After the holiday surge, the numbers went back down. The masks came off. We were feeling pretty confident. Maybe we were even feeling a little cocky. After all it had been two years, we are had beaten it back into submission, right?
Then why having I been hearing more and more about a new sub-variant? (Or is it a sub-sub-variant? Does it really matter?) People I knew were getting sick. Not hospital sick (thank goodness), but seemingly experiencing more symptoms than my family had back in December. Co-workers are out sick; friends are getting tested even as my local testing/vaccination center has closed it’s doors.

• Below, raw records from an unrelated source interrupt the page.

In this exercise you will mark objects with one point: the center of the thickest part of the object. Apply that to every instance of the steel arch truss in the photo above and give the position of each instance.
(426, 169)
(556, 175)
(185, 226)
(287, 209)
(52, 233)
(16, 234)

As I said before COVID-19 is a tricky bastard. No matter how “superior” we may think we are, it’s going to continue to put up a fight. I’ve seen more and more people wearing masks again; a move that I respect. It’s a move I may make again myself and if it becomes a requirement, my basket of masks still sits in my front hall, ready to use. I still keep one in my purse (and used it when I traveled via bus to Newark). I still keep some in the center console of my car. I don’t envision them ever going away.
The news recently marked the millionth death from COVID-19 in the United States. (Although the latest data I found online, which was from two days ago, but the toll at 997,000.) One million people in the United States have died since early 2020. Thats 1,000,000 lives lost. Is there anyone out there who does NOT know someone who has died of COVID-19? It seems to me that we all MUST know someone who has lost their life as the result of this virus.
So it’s not over. We may be over it. We may be tired of it. (To be honest, there is no maybe about it. We ARE tired of it.) But it IS still here. It’s not going away. We need to resolve to live with it. To wear masks when they are necessary. To get vaccinated. (And this may be an annual thing. A pain, but one that NEEDS to be done.) As we surpass the million death mark, we need to keep moving forward with compassion and care, so that I don’t need to write another post about the next quarter, half or even million people who could lose their lives.